When discussing caregiving, it’s easy to separate the different ways caregiving impacts caregivers. The reality is that it impacts all aspects of one’s life. Whether it’s a sudden leap or a gradual transition into caregiving, at some point, any caregiver will tell you that their caregiving duties have affected their life on every level. We’ve written separately about the different impacts of caregiving, so we thought it would be a good idea to combine all of these into one post because that is how a caregiver experiences it. Their caregiving duties don’t first affect their physical health, then their mental. It’s all at once and it’s all happening simultaneously. Here are some of the basic ways that caregiving impacts people.
How does caregiving affect individuals physically?
Caregivers are impacted on a physical level for a couple of reasons. First, they are responsible for providing care to their ailing or aging loved one. This can be physically taxing and exhausting. Whether they’re caring for someone who needs help with all activities of daily living or a few, there’s no discounting the amount of exhaustion that comes along with this continuous work. It takes physical strength to help dress someone or to help transport them from a bed to a wheelchair. This round the clock care is simply exhausting.
Aside from physical exhaustion, caregiving can impact the physical health of the caregiver. According to the Family Caregiver Alliance, caregivers have higher incidences of several physical illnesses. They have a higher incidence of heart disease, various physical illnesses such as aches and pain, and they have a higher rate of mortality. Furthermore, many caregivers will put their loved one’s care before their own. This can leave many illnesses untreated and also render a lot of preventative care useless.
How does caregiving affect individuals mentally?
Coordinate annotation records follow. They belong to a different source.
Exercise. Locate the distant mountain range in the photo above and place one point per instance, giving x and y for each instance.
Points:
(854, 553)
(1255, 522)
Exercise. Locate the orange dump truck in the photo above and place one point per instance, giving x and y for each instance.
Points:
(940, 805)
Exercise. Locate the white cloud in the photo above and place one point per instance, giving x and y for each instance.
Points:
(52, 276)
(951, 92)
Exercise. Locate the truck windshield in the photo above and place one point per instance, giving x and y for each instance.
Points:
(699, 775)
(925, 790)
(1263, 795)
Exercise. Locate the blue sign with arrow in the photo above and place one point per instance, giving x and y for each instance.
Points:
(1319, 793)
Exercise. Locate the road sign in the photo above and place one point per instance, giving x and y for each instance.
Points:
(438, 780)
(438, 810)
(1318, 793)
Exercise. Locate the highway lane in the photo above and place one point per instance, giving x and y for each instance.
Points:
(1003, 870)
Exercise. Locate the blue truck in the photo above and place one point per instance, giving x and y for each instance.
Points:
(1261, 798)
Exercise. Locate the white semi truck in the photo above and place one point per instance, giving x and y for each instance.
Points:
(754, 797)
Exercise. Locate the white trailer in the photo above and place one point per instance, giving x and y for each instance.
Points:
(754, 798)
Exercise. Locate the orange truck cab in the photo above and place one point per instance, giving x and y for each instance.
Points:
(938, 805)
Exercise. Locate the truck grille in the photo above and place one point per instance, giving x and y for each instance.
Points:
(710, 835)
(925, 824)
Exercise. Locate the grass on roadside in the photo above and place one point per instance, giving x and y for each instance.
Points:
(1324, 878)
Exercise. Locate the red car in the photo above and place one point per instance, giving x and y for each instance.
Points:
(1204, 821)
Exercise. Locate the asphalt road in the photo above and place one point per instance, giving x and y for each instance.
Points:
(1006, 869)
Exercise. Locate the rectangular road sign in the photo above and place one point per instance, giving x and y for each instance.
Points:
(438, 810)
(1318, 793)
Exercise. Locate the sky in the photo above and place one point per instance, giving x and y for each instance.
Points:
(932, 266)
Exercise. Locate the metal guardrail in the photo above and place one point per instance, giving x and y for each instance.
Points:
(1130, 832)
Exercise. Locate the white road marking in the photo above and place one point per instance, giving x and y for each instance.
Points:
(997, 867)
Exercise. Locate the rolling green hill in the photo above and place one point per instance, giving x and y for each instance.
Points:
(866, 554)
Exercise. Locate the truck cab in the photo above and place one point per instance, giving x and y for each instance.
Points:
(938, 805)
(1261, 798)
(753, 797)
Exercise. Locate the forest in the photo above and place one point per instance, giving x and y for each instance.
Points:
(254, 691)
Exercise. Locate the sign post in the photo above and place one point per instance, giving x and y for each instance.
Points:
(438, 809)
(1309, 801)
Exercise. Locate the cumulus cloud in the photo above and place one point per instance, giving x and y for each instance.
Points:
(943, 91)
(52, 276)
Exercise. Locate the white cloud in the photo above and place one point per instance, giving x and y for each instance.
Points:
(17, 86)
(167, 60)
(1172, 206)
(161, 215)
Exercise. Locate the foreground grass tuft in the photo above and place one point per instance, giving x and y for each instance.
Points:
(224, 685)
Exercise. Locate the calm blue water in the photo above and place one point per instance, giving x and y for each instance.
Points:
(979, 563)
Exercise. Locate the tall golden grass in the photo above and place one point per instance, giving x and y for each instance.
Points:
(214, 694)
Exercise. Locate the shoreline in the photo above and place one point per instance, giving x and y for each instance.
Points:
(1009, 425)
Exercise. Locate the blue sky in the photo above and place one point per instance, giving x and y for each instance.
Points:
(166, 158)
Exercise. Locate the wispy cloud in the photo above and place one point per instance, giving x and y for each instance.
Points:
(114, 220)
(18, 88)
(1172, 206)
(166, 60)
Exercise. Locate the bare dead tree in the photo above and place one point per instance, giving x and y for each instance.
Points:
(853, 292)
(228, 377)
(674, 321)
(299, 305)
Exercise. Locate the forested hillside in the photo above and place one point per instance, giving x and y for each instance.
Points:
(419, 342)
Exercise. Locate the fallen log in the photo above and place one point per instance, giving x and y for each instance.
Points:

Caregiving is mentally draining. It’s difficult to manage somebody else’s care. Caregivers are constantly managing the schedule of their ailing or aging loved ones, and they have to be cognizant of an incredible amount of information at once. They need to remember physician appointments, medication interactions, individual diagnoses, prescription refills, budgets, dietary restrictions and more.
Additionally, they also experience a higher rate of mental illness. According to the Family Caregiver Alliance, caregivers are more likely to exhibit depressive symptoms, suffer from anxiety, and experience other mental illnesses. Furthermore, because the caregivers are so focused on their ailing or aging loved one, many of these symptoms remain untreated. This isn’t limited to the period that they provide care, and it can last after the caregiver has relinquished their caregiver duties.
What are the emotional impacts of caregiving?
Caregivers experience a wide range of emotions. Caregivers do the most amazing work and provide incredible unparalleled care for their ailing or aging loved ones, but it is incredibly difficult to watch the health of an ailing or aging loved one gradually fail. This can cause incredible amounts of sadness in individuals, as well as some feelings of helplessness, frustration and anger. The other major emotion involved in caregiving is guilt. Caregivers will blame themselves for wanting time off, and will beat themselves up for leaving the side of their ailing or aging loved one.
Caregivers need more support – from society and from their employers. It’s an incredibly difficult task to undertake, and these brave individuals are impacted in every possible way. If you know any caregivers, offer them a helping hand or a friend to talk to.